Google: Firefox and IE are not good enough
By Barry Collins
Posted on 2 Sep 2008 at 19:08
Google has launched an astonishing attack on rival browsers at the European launch of its own web browser, Chrome.
Click here to read our first impressions of Chrome
The search giant claimed it was forced to develop its own browser because the likes of Firefox, Internet Explorer and Opera were simply not fast enough to cope with the demands of its web apps.
"The pace of development of apps on the internet has outpaced browser development," claimed Eric Tholome, product managing director of applications at Google, speaking in London this evening.
"There's a lot of frustration out there that we could solve. The only way we could do that is from a fresh start," he said.
Tholome claimed Google's application developers are constantly held back by the likes of Firefox and IE. "Innovation on today's websites is limited by today's browsers," he added. "Gmail today launches hundreds of kilobytes of JavaScript. We're at the very limits of what you can do without crashing the browser."

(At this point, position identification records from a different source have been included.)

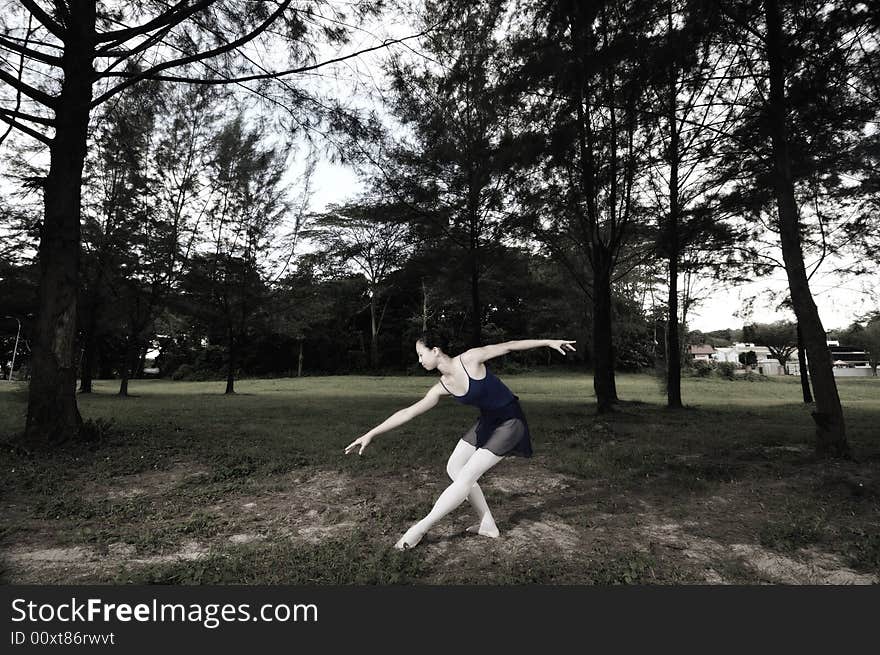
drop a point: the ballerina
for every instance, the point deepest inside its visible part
(500, 430)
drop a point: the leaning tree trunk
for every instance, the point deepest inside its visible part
(374, 334)
(673, 340)
(52, 414)
(603, 347)
(127, 364)
(230, 370)
(88, 363)
(830, 428)
(802, 367)
(476, 311)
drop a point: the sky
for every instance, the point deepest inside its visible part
(840, 301)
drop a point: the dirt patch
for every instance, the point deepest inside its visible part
(542, 515)
(816, 567)
(148, 483)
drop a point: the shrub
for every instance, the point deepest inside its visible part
(183, 372)
(726, 370)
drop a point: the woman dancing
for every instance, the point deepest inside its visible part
(500, 430)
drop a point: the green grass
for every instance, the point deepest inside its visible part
(751, 441)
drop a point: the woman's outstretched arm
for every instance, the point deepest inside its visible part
(398, 418)
(497, 349)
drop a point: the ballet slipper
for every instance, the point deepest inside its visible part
(407, 542)
(487, 531)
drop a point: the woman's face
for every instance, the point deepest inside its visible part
(427, 357)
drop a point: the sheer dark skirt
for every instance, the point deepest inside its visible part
(502, 431)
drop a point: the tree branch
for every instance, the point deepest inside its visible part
(174, 16)
(34, 94)
(33, 54)
(189, 80)
(45, 19)
(27, 130)
(28, 117)
(150, 72)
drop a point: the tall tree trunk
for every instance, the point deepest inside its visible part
(603, 348)
(802, 367)
(424, 306)
(830, 428)
(230, 370)
(673, 342)
(88, 362)
(476, 313)
(374, 333)
(142, 362)
(52, 415)
(127, 364)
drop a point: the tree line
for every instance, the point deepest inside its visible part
(543, 167)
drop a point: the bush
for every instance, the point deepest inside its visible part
(727, 370)
(183, 372)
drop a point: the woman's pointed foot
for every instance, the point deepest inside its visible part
(409, 540)
(486, 529)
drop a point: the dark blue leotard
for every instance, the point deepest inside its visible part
(501, 427)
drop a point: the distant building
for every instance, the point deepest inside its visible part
(703, 351)
(848, 362)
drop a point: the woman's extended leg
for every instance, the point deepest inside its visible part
(459, 457)
(453, 496)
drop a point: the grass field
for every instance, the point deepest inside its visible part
(184, 485)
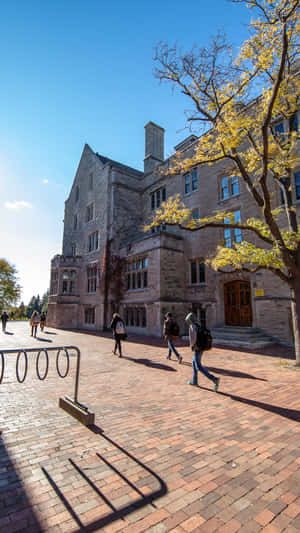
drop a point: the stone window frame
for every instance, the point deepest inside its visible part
(68, 278)
(137, 273)
(135, 316)
(91, 181)
(91, 275)
(89, 315)
(197, 271)
(93, 241)
(229, 187)
(89, 214)
(191, 181)
(233, 235)
(157, 197)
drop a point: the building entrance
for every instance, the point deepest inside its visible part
(237, 297)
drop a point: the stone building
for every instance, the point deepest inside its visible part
(109, 263)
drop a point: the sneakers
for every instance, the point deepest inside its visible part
(216, 385)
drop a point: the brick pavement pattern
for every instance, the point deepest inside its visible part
(162, 456)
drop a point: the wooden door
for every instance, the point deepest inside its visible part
(238, 310)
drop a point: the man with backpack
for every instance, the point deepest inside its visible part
(171, 332)
(119, 332)
(200, 340)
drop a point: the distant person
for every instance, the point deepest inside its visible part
(42, 321)
(171, 332)
(200, 340)
(119, 332)
(34, 322)
(4, 319)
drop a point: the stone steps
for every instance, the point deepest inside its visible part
(243, 337)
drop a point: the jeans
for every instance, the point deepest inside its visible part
(197, 366)
(118, 345)
(172, 349)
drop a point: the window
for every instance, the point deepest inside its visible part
(90, 212)
(157, 197)
(197, 270)
(187, 184)
(232, 235)
(235, 189)
(191, 181)
(92, 279)
(283, 180)
(200, 314)
(297, 184)
(194, 180)
(89, 315)
(137, 274)
(136, 317)
(54, 282)
(68, 284)
(93, 241)
(278, 130)
(229, 187)
(224, 188)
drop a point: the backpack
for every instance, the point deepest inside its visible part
(204, 338)
(174, 329)
(119, 329)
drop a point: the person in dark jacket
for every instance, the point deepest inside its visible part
(4, 319)
(168, 333)
(198, 352)
(118, 327)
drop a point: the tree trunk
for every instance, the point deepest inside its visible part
(296, 317)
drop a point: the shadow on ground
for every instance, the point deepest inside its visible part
(115, 514)
(291, 414)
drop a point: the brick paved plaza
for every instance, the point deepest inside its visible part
(162, 456)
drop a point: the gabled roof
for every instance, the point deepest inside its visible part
(115, 164)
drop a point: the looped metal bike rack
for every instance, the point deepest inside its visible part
(72, 406)
(26, 366)
(68, 362)
(41, 378)
(2, 366)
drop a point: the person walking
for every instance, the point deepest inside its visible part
(4, 319)
(171, 332)
(34, 322)
(119, 332)
(42, 321)
(196, 332)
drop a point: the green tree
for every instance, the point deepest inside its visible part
(9, 286)
(240, 133)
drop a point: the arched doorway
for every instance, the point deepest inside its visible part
(237, 297)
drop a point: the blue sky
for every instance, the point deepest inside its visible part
(82, 71)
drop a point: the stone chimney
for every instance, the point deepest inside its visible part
(154, 146)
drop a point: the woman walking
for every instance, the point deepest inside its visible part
(34, 322)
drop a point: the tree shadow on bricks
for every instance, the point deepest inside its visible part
(115, 514)
(291, 414)
(15, 508)
(152, 364)
(225, 372)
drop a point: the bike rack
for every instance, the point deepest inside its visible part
(72, 406)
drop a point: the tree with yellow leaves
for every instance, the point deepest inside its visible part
(237, 100)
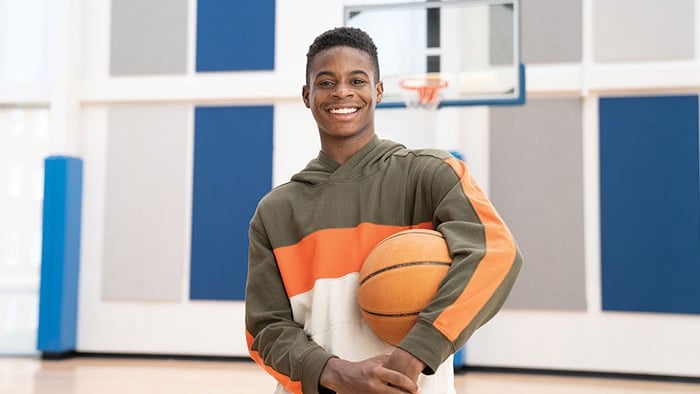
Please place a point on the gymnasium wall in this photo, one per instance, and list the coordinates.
(184, 119)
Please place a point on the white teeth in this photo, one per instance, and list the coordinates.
(343, 110)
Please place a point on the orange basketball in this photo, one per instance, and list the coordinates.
(399, 277)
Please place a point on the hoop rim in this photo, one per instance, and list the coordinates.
(426, 86)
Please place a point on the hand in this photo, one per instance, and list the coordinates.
(404, 362)
(365, 377)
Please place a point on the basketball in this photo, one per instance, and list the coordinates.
(399, 277)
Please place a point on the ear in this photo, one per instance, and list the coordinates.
(305, 95)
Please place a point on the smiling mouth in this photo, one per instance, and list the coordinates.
(343, 111)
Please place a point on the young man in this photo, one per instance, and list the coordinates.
(310, 236)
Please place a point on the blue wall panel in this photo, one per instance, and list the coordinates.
(235, 35)
(232, 171)
(60, 255)
(650, 204)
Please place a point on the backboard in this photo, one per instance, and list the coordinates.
(471, 45)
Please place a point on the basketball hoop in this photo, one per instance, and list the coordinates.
(422, 91)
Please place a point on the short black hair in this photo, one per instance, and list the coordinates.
(344, 36)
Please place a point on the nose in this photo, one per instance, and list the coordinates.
(343, 90)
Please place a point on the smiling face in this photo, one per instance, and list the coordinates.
(342, 94)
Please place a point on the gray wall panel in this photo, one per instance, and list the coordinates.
(536, 183)
(551, 31)
(144, 234)
(634, 30)
(148, 37)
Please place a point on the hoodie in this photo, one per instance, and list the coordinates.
(310, 236)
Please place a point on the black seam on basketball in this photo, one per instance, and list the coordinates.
(373, 274)
(406, 314)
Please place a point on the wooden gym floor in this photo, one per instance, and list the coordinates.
(93, 375)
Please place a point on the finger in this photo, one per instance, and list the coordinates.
(399, 381)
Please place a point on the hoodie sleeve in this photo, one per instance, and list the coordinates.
(485, 264)
(275, 341)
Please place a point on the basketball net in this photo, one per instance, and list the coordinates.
(421, 94)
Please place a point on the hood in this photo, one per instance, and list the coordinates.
(366, 161)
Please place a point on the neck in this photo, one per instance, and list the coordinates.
(343, 149)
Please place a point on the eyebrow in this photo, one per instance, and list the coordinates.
(332, 74)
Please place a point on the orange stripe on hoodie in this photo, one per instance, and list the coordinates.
(293, 386)
(330, 253)
(493, 268)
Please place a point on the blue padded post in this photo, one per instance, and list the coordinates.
(60, 255)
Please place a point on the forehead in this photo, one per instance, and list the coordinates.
(341, 58)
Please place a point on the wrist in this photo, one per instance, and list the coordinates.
(330, 374)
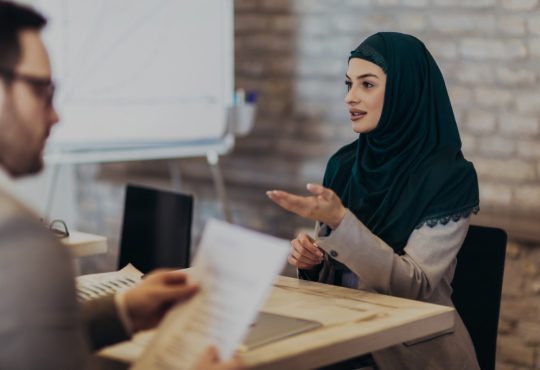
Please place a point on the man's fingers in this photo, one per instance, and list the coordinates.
(166, 276)
(175, 293)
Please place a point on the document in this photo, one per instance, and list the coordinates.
(235, 269)
(96, 285)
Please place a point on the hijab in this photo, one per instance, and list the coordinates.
(409, 171)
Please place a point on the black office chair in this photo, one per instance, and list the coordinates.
(477, 288)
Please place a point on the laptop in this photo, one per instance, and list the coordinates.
(156, 228)
(270, 327)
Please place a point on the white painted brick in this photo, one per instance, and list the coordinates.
(493, 97)
(442, 49)
(480, 122)
(319, 67)
(356, 3)
(460, 96)
(273, 42)
(497, 146)
(465, 3)
(412, 23)
(487, 49)
(473, 73)
(250, 23)
(285, 65)
(515, 76)
(386, 2)
(515, 125)
(495, 194)
(519, 4)
(534, 25)
(534, 47)
(527, 197)
(529, 149)
(314, 25)
(512, 25)
(284, 23)
(460, 23)
(528, 101)
(513, 170)
(338, 46)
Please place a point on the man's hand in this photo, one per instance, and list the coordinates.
(147, 303)
(324, 206)
(210, 361)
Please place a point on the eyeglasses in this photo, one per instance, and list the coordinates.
(43, 87)
(59, 228)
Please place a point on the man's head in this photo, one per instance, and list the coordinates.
(26, 110)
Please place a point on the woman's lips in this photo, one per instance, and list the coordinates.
(356, 115)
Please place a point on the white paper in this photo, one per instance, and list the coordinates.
(235, 269)
(97, 285)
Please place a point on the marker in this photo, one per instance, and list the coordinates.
(239, 97)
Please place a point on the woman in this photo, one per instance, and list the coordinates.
(394, 207)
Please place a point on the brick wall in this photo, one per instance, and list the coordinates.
(294, 52)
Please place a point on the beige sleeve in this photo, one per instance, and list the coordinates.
(429, 254)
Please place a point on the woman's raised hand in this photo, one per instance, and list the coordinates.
(324, 205)
(304, 253)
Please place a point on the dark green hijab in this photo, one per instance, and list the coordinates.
(409, 171)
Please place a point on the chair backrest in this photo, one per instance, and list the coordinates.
(156, 230)
(477, 288)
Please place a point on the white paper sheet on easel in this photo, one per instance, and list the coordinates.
(235, 269)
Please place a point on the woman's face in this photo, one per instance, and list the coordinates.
(366, 83)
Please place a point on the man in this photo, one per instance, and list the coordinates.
(41, 324)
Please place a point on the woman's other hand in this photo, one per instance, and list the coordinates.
(324, 205)
(304, 255)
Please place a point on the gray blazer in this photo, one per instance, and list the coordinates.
(423, 273)
(41, 323)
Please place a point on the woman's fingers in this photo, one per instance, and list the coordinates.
(303, 266)
(304, 257)
(304, 253)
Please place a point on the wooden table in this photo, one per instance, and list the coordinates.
(354, 323)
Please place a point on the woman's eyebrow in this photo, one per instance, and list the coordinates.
(363, 76)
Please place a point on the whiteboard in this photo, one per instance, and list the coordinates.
(139, 72)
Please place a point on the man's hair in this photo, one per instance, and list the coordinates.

Google has developed its own JavaScript engine (V8) for Chrome, and hopes that other browsers will adopt the open-source code. "If the browsing eco-system becomes more sophisticated as this [technology] spreads through Chrome and other browsers... the web community will do things we haven't even seen yet," Tholome added.
Google claims Chrome has been two years in development. Given the long development time and huge resources needed to create and maintain a browser, we asked if Google was tempted to simply buy Mozilla? Tholome smiled and said "we wouldn't normally answer questions like that", before adding: "there were a lot of things that needed a fresh start. We decided we might as well do it ourselves."
Not an operating system
Google also strenuously denied that, with features such as a built-in task manager to close down errant web apps, it had essentially created a pseudo operating system instead of a browser.
"There's no way you can claim the browser is an OS," replied Tholome.
Yet, he didn't deny that the end goal of Chrome is to migrate people away from desktop programs to web apps such as its own Google Docs. "As more people do more stuff in the cloud, the browser becomes more important," he added.
"We will make apps work better but this is not an operating system, it's a browser. They do help each other but they're not related."
Microsoft, we suspect, may disagree.